Fried settled in New York, where he lived for the rest of his life; summering in the Berkshires. In the early 1960s he founded, with his second wife Maria, the Hudson Guild Art Project, a community art school and gallery still thriving today. Over the course of his lifetime, Fried’s work was affected by loss, love, and changing aesthetics and values of the world around him. It offers a fascinating glimpse into an era that feels much more distant than it is.
Sofia Thornblad is the Chief Curator and Director of Collections and Holocaust Education for the Sherwin Miller Museum of Jewish Art in Tulsa Oklahoma. She has a BA in Holocaust and Genocide Studies from Keene State College and an MA in Museum Studies from the University of New Hampshire.
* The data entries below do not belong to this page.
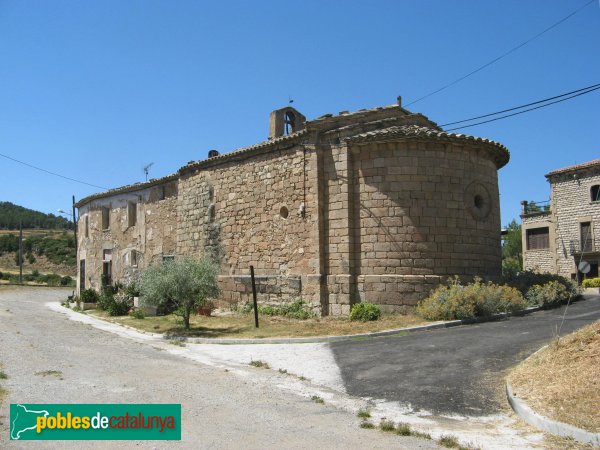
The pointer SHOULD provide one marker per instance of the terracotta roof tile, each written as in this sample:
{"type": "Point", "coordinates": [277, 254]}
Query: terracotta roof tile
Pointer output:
{"type": "Point", "coordinates": [417, 131]}
{"type": "Point", "coordinates": [595, 162]}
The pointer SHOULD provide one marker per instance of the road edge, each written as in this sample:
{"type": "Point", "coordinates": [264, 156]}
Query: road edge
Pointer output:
{"type": "Point", "coordinates": [546, 424]}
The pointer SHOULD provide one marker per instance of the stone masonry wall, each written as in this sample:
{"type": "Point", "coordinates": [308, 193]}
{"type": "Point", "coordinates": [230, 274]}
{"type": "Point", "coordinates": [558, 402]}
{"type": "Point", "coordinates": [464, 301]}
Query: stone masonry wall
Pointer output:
{"type": "Point", "coordinates": [539, 260]}
{"type": "Point", "coordinates": [259, 210]}
{"type": "Point", "coordinates": [151, 237]}
{"type": "Point", "coordinates": [417, 220]}
{"type": "Point", "coordinates": [572, 204]}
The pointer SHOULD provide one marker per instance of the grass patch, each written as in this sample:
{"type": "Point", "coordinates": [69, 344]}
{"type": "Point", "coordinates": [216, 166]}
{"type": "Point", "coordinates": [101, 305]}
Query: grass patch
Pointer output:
{"type": "Point", "coordinates": [421, 435]}
{"type": "Point", "coordinates": [260, 364]}
{"type": "Point", "coordinates": [50, 373]}
{"type": "Point", "coordinates": [448, 441]}
{"type": "Point", "coordinates": [403, 429]}
{"type": "Point", "coordinates": [242, 325]}
{"type": "Point", "coordinates": [363, 414]}
{"type": "Point", "coordinates": [562, 382]}
{"type": "Point", "coordinates": [387, 425]}
{"type": "Point", "coordinates": [317, 399]}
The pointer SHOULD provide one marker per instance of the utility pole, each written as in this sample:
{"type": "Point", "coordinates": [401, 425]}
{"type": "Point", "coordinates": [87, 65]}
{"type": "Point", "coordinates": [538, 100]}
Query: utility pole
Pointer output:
{"type": "Point", "coordinates": [21, 252]}
{"type": "Point", "coordinates": [74, 226]}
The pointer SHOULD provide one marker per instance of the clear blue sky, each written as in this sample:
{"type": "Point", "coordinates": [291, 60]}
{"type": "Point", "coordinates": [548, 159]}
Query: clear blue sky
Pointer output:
{"type": "Point", "coordinates": [95, 90]}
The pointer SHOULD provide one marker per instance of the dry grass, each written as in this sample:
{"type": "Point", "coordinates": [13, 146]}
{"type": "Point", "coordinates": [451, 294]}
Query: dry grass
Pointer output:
{"type": "Point", "coordinates": [242, 326]}
{"type": "Point", "coordinates": [562, 382]}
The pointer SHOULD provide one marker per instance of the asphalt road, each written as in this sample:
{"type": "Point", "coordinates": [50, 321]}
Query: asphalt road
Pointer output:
{"type": "Point", "coordinates": [455, 370]}
{"type": "Point", "coordinates": [51, 359]}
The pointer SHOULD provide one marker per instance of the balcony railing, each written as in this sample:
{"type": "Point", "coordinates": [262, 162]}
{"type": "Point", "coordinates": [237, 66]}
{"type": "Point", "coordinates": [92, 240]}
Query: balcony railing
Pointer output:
{"type": "Point", "coordinates": [531, 207]}
{"type": "Point", "coordinates": [578, 247]}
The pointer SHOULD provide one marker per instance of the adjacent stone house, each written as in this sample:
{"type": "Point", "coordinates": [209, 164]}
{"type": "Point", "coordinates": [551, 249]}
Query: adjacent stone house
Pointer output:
{"type": "Point", "coordinates": [557, 238]}
{"type": "Point", "coordinates": [377, 205]}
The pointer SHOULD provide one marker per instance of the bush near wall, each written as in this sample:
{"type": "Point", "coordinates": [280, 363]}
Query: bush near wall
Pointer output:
{"type": "Point", "coordinates": [548, 295]}
{"type": "Point", "coordinates": [591, 282]}
{"type": "Point", "coordinates": [476, 299]}
{"type": "Point", "coordinates": [526, 279]}
{"type": "Point", "coordinates": [365, 312]}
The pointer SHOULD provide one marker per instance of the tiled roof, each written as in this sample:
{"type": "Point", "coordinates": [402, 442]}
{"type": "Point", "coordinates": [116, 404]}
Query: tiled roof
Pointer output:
{"type": "Point", "coordinates": [595, 162]}
{"type": "Point", "coordinates": [240, 151]}
{"type": "Point", "coordinates": [418, 132]}
{"type": "Point", "coordinates": [128, 188]}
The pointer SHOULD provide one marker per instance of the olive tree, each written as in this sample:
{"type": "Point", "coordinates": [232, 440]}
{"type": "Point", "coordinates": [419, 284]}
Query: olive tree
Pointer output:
{"type": "Point", "coordinates": [184, 283]}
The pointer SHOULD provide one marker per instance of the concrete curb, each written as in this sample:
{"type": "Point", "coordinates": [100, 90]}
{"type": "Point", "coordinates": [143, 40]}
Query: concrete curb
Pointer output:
{"type": "Point", "coordinates": [549, 425]}
{"type": "Point", "coordinates": [349, 337]}
{"type": "Point", "coordinates": [324, 339]}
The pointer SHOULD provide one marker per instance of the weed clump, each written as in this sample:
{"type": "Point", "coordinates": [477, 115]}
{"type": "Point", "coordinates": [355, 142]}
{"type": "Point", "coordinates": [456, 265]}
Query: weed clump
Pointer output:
{"type": "Point", "coordinates": [476, 299]}
{"type": "Point", "coordinates": [365, 312]}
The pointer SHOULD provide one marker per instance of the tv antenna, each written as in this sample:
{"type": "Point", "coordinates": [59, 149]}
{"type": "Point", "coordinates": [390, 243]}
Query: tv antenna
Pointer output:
{"type": "Point", "coordinates": [147, 169]}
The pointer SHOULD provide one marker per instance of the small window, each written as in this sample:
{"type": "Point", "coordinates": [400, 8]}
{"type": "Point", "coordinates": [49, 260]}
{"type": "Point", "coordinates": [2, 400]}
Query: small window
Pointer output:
{"type": "Point", "coordinates": [289, 123]}
{"type": "Point", "coordinates": [538, 238]}
{"type": "Point", "coordinates": [283, 212]}
{"type": "Point", "coordinates": [105, 218]}
{"type": "Point", "coordinates": [131, 214]}
{"type": "Point", "coordinates": [585, 232]}
{"type": "Point", "coordinates": [595, 193]}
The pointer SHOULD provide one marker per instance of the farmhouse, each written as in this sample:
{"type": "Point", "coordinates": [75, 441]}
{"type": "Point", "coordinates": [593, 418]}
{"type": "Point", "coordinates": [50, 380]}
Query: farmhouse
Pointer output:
{"type": "Point", "coordinates": [559, 236]}
{"type": "Point", "coordinates": [376, 205]}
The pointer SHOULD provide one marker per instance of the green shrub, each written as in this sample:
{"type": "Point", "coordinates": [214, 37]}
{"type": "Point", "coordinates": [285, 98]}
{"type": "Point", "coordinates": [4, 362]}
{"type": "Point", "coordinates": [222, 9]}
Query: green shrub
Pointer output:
{"type": "Point", "coordinates": [526, 279]}
{"type": "Point", "coordinates": [184, 283]}
{"type": "Point", "coordinates": [297, 309]}
{"type": "Point", "coordinates": [547, 295]}
{"type": "Point", "coordinates": [120, 305]}
{"type": "Point", "coordinates": [89, 296]}
{"type": "Point", "coordinates": [138, 314]}
{"type": "Point", "coordinates": [365, 312]}
{"type": "Point", "coordinates": [476, 299]}
{"type": "Point", "coordinates": [589, 282]}
{"type": "Point", "coordinates": [105, 299]}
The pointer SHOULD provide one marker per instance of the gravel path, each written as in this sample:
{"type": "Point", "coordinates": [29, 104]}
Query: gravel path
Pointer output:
{"type": "Point", "coordinates": [221, 408]}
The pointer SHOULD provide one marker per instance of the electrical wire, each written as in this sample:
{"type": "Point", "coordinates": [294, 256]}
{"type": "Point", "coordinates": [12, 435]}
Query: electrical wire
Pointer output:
{"type": "Point", "coordinates": [53, 173]}
{"type": "Point", "coordinates": [522, 112]}
{"type": "Point", "coordinates": [473, 72]}
{"type": "Point", "coordinates": [522, 106]}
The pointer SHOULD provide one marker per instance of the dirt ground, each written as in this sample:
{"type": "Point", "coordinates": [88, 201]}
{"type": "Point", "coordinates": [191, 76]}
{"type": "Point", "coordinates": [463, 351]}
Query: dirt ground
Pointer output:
{"type": "Point", "coordinates": [221, 408]}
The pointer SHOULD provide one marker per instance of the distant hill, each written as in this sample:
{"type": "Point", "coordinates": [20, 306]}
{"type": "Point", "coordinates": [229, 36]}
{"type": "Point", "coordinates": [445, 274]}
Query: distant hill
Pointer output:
{"type": "Point", "coordinates": [11, 215]}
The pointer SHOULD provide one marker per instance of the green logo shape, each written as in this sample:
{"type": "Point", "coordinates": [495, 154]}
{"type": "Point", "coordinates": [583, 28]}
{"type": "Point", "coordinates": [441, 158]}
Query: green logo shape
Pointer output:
{"type": "Point", "coordinates": [37, 422]}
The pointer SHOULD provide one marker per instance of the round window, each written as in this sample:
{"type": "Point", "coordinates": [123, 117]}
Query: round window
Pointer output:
{"type": "Point", "coordinates": [478, 200]}
{"type": "Point", "coordinates": [283, 212]}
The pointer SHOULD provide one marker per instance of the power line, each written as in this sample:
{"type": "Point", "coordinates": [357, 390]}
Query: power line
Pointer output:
{"type": "Point", "coordinates": [501, 56]}
{"type": "Point", "coordinates": [52, 173]}
{"type": "Point", "coordinates": [524, 111]}
{"type": "Point", "coordinates": [522, 106]}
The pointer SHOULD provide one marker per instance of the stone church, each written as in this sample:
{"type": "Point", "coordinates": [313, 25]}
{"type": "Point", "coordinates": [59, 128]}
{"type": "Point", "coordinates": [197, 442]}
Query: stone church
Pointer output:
{"type": "Point", "coordinates": [377, 205]}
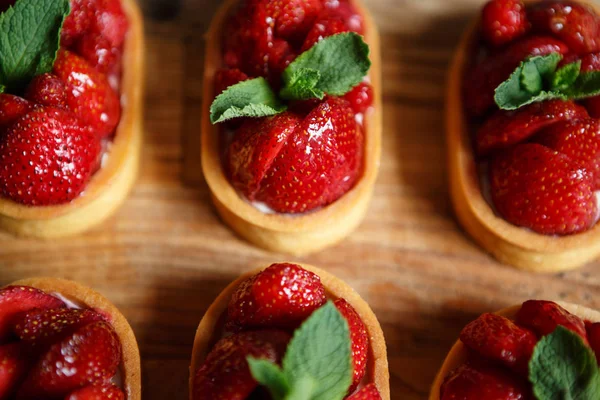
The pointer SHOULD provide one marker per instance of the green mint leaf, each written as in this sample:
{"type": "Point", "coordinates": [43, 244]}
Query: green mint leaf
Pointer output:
{"type": "Point", "coordinates": [564, 367]}
{"type": "Point", "coordinates": [320, 349]}
{"type": "Point", "coordinates": [302, 85]}
{"type": "Point", "coordinates": [252, 98]}
{"type": "Point", "coordinates": [342, 60]}
{"type": "Point", "coordinates": [30, 40]}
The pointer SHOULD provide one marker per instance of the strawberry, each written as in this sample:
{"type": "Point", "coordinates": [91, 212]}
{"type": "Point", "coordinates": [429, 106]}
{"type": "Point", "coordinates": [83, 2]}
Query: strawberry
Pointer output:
{"type": "Point", "coordinates": [89, 356]}
{"type": "Point", "coordinates": [478, 382]}
{"type": "Point", "coordinates": [506, 128]}
{"type": "Point", "coordinates": [579, 140]}
{"type": "Point", "coordinates": [574, 23]}
{"type": "Point", "coordinates": [499, 339]}
{"type": "Point", "coordinates": [368, 392]}
{"type": "Point", "coordinates": [542, 317]}
{"type": "Point", "coordinates": [281, 296]}
{"type": "Point", "coordinates": [16, 299]}
{"type": "Point", "coordinates": [360, 340]}
{"type": "Point", "coordinates": [104, 392]}
{"type": "Point", "coordinates": [46, 157]}
{"type": "Point", "coordinates": [89, 94]}
{"type": "Point", "coordinates": [225, 373]}
{"type": "Point", "coordinates": [503, 21]}
{"type": "Point", "coordinates": [535, 187]}
{"type": "Point", "coordinates": [13, 366]}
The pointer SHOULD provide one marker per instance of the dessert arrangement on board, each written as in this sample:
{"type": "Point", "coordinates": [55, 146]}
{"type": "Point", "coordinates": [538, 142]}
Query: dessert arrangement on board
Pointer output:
{"type": "Point", "coordinates": [289, 329]}
{"type": "Point", "coordinates": [70, 112]}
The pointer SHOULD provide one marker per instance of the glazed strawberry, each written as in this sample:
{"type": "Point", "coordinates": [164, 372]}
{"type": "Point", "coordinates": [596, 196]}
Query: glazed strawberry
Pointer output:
{"type": "Point", "coordinates": [360, 340]}
{"type": "Point", "coordinates": [89, 94]}
{"type": "Point", "coordinates": [535, 187]}
{"type": "Point", "coordinates": [91, 355]}
{"type": "Point", "coordinates": [579, 140]}
{"type": "Point", "coordinates": [104, 392]}
{"type": "Point", "coordinates": [281, 296]}
{"type": "Point", "coordinates": [542, 317]}
{"type": "Point", "coordinates": [46, 158]}
{"type": "Point", "coordinates": [499, 339]}
{"type": "Point", "coordinates": [16, 299]}
{"type": "Point", "coordinates": [507, 128]}
{"type": "Point", "coordinates": [503, 21]}
{"type": "Point", "coordinates": [574, 23]}
{"type": "Point", "coordinates": [225, 373]}
{"type": "Point", "coordinates": [478, 382]}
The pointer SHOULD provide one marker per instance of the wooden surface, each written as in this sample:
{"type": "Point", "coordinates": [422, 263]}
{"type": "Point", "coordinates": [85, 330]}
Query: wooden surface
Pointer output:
{"type": "Point", "coordinates": [165, 255]}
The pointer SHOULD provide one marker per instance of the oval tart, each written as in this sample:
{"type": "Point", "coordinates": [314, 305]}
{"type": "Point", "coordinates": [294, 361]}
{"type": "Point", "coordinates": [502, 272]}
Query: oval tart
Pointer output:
{"type": "Point", "coordinates": [109, 186]}
{"type": "Point", "coordinates": [377, 369]}
{"type": "Point", "coordinates": [89, 298]}
{"type": "Point", "coordinates": [458, 353]}
{"type": "Point", "coordinates": [307, 232]}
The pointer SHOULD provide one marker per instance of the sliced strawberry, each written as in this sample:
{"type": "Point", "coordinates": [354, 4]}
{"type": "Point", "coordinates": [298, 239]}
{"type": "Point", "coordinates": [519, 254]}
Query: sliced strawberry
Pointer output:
{"type": "Point", "coordinates": [507, 128]}
{"type": "Point", "coordinates": [360, 341]}
{"type": "Point", "coordinates": [537, 188]}
{"type": "Point", "coordinates": [542, 317]}
{"type": "Point", "coordinates": [16, 299]}
{"type": "Point", "coordinates": [281, 296]}
{"type": "Point", "coordinates": [499, 339]}
{"type": "Point", "coordinates": [88, 357]}
{"type": "Point", "coordinates": [46, 157]}
{"type": "Point", "coordinates": [503, 21]}
{"type": "Point", "coordinates": [225, 373]}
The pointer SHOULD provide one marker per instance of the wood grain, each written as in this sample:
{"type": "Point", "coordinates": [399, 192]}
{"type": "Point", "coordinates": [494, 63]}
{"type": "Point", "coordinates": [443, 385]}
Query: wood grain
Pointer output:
{"type": "Point", "coordinates": [165, 255]}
Originally from the East Coast, she lives in Tulsa with her partner and their various pets. In her free time, she participates in local community theater productions both as a historical consultant and performer.
This event is part of the online series Flight or Fight. stories of artists under repression.
And now to Samson Schames:
WEDNESDAY, September 17, 12:00PM EDT ONLINE
Samson Schames (1898-1967): Family and Friends
Conversation with Natalie Green Giles, James McCaffrey, and Charlie Scheidt.
Moderated by William Weitzer, PhD

Samson Schames, Self-Portrait with Dedication, 30 April 1967. Ink on paper, 17.5 x 14.5 in. Private collection
In this virtual event, a distinguished panel comprising family members, friends, and their descendants from New York will share memories of the German-born artist Samson Schames (1898-1967): Natalie Green Giles is a descendant of the Schames family, James McCaffrey is the son of Catherine O’Neill McCaffrey, a close friend, and Charlie Scheidt’s father was a childhood friend in Germany and reconnected in the US. Moderated by William (Billy) Weitzer, former Executive director of the Leo Baeck Institute New York.
A short film created by the Leo Baeck Institute-New York will introduce the artist.
This event is part of the online series Flight or Fight. stories of artists under repression.
The exhibition LOST AND FOUND: The Art and Life of Samson Schames will be on view from September 15 to December 21, 2025, at the Center for Jewish History in New York City. It is organized by the Leo Baeck Institute New York|Berlin.
You can find the recordings of our virtual August events here, to watch, re-watch and pass on:
This month, we feature two important exhibitions in Germany:
Defiance: Jewish Women and Design in the Modern Era is on view until November 23, 2025 at the Jewish Museum Berlin.
This exhibition is the first to honor the work of German-Jewish craftswomen who, during a time marked by exclusion and upheaval, forged their own paths. It presents the lives and works of more than 60 Jewish female designers and demonstrates how they overcame societal barriers to fight for change and visibility — and how they paved the way for other women in the process.
Most of the artists featured in the exhibition are unknown today.

Do you remember Erik Riedel’s talk about Léo Maillet (1902-1990), who escaped from a deportation train bound for Auschwitz and lived in the French Cévennes under a false identity from 1942 onwards? The small exhibition at the Jewish Museum Frankfurt is worth a trip.
Léo Maillet. The Broken Mirror is on view until November 16, 2025 at the Jewish Museum Frankfurt.
The work of the painter and graphic artist Léo Maillet, who changed his name in exile from the original Leopold Mayer, reflects the numerous upheavals in his biography.
The self-portraits Maillet created in exile form the core of this special exhibition; they offer symbolic expression to the persecuted artist’s contradictory and precarious existence.